You won’t see coconut on any Clean 15 or Dirty Dozen lists anytime soon, because the general public has yet to catch on to its fatty, nutty delights. That said, we Primal people eat coconut. We saut with coconut oil and slather it onto vegetables, sweet potatoes, hair, skin, and armpits. We drink and make curries with coconut milk and cream. We obsess over coconut butter, paying tribute to its glory with a greasy spoon. And when we’ve been running or training particularly hard – or it’s hot out – we often reach for the coconut water. We like our coconut, so it’s in our best interest to determine whether we should be buying organic or not.
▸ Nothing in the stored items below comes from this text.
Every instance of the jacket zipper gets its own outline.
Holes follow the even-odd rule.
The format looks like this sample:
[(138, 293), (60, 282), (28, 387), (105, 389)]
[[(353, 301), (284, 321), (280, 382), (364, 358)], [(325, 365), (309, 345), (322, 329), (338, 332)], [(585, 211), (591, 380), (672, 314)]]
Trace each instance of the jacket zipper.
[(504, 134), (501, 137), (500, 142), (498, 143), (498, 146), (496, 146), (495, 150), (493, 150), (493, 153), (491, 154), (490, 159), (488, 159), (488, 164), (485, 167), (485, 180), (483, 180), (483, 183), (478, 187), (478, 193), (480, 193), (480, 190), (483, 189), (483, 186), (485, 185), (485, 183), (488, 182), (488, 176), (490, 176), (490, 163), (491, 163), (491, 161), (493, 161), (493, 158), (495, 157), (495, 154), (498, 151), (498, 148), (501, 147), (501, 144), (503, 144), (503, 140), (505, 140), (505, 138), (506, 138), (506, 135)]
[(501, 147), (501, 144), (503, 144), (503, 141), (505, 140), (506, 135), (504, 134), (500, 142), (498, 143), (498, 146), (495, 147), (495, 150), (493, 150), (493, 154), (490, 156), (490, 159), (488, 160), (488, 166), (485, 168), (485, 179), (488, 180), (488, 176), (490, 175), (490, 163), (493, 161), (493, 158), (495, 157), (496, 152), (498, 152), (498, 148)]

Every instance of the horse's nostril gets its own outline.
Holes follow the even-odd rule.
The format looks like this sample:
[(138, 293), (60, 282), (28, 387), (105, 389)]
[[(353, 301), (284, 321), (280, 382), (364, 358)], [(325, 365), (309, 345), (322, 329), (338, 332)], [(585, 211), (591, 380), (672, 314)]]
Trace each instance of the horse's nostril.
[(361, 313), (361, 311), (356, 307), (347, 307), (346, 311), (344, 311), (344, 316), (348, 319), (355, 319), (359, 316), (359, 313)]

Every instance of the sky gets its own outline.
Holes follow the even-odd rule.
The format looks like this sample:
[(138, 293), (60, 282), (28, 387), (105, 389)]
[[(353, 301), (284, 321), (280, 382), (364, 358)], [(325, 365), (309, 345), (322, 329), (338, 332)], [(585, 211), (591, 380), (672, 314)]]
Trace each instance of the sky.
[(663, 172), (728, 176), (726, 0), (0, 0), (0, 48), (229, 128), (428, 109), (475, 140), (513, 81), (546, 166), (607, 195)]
Luckily for us, it doesn’t look like organic coconut makes a big difference. Several studies have looked for pesticide residues in coconut products and come up virtually empty handed. There’s this 2008 study, which was unable to detect any pesticide residues in crude coconut oil. Poly-aromatic hydrocarbons, which are generated during the coconut flesh quick drying process and are carcinogenic, were detected in crude coconut oil but were removed in the refining process. Virgin unrefined coconut oil, then, may still contain these hydrocarbons, unless it’s wet-milled and processed without quick-drying the flesh. That goes for both organic and conventional coconut oil, to be clear.

In another study, researchers examined 15 samples of coconut water using two different methods of pesticide detection and were unable to detect any of the 11 pesticides they were looking for.

Coconut milk is also going to be as free from pesticides as any other coconut product. Since it’s made from fresh flesh, not the dried, heat-treated stuff, coconut milk should also be free of poly-aromatic hydrocarbons.

Onions

Onions don’t just make you cry for cutting them, they make pests weep at the thought of eating them. Onions are naturally resistant to pests, which is probably why just 0.3% of onions tested for chemical residue came up positive. Big Agra may cut corners and prioritize profit over quality or consumer health, but that just means they won’t fork out the money for chemicals if they don’t have to; they’re not comic book villains, dumping drums of noxious endocrine disruptors and carcinogens onto their crops to punish us. Not onion farmers, at least.

So, feel free to go wild with conventional onions, because there is very little, if any, advantage to organic onions from a health perspective. Unlike many other fruits and vegetables, conventionally grown onions have the same level of polyphenols as organically grown onions.

Avocado

Avocados are another safe food that ends up with some of the lowest pesticide residues around. Maybe it’s the scaly skin and the way they just kinda “lurk” there up in tree tricking pests into thinking they’re up against alligators. Maybe it’s the fact that a bug got burned one too many times with a beautiful looking avocado that turned out to be stringy and brown on the inside. Maybe pests just hate waiting for an avocado to ripen (who doesn’t?) and give up. Actually, even though a somewhat significant amount of chemicals can be used on avocado orchards, they just don’t make it into the fatty, delicious flesh we crave and consume.

Avocado farmers, both organic and conventional, do use extensive amounts of copper as a fungicide. Copper is an essential nutrient, but too much can be harmful. A single Florida avocado contains 0.9 mg, which is about 100% of the RDI, so don’t go around eating several a day.